Thanks, I might try that. Do you know if the low-level code is generated using Nvidias ptxas in that case, or with some other technique?

I am also considering using cudaLaunchKernel(…) from the CUDA runtime, which might allow me to use an already compiled kernel. Do you see any pitfalls with this?

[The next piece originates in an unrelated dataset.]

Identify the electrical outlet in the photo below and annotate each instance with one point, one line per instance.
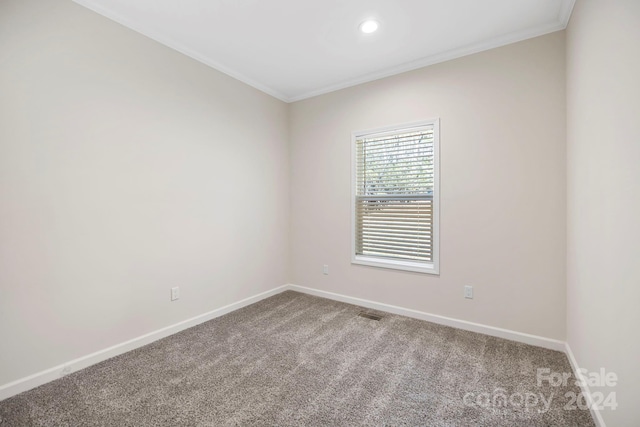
(468, 292)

That won’t work, it expects a certain layout of the binary in order to look up the compiled function. The Julia binary doesn’t have that, and we don’t emit our code like that. Unless you want to call cudaLaunchKernel from a pre-compiled binary, but then you’re in the same boat (having to ccall an external library).

Hmm, I’m confused.

A small example:

__global__
void example_kernel(int *data)
{
    data[3] = data[0] + data[1] * data[2];
}

extern "C"
void example_wrapper(int *data)
{
    int *data_cuda;
    size_t size = 4 * sizeof(int);
    cudaMalloc(&data_cuda, size);
    cudaMemcpy(data_cuda, data, size, cudaMemcpyHostToDevice);
    example_kernel<<<1,1>>>(data_cuda);
    cudaDeviceSynchronize();
    cudaMemcpy(data, data_cuda, size, cudaMemcpyDeviceToHost);
    cudaFree(data_cuda);
}

I compile this using nvcc -Xcompiler -fPIC --shared example_kernel.cu -o example_kernel.so
And then in Julia:

julia> data=Cint[1,2,3,0]
4-element Array{Int32,1}:
 1
 2
 3
 0

julia> ccall((:example_wrapper,"./example_kernel.so"),Cvoid,(Ptr{Cint},),pointer(data))

julia> data
4-element Array{Int32,1}:
 1
 2
 3
 7

The shared object example_kernel.so should now contain the kernel code in the format that the CUDA runtime expects. So I would guess that cudaLaunchKernel(...) should be able to launch it, if I’m able to invoke it from within Julia.

Am I wrong?

With what arguments? cudaLaunchKernel takes a function pointer, which is resolved within the executing application, and AFAIK depends on the executable having specific symbols and state set-up.

Fair point, I don’t know how to get that function pointer. Maybe I can create a single C function that does it for me. Will investigate and come back. Thanks for the feedback.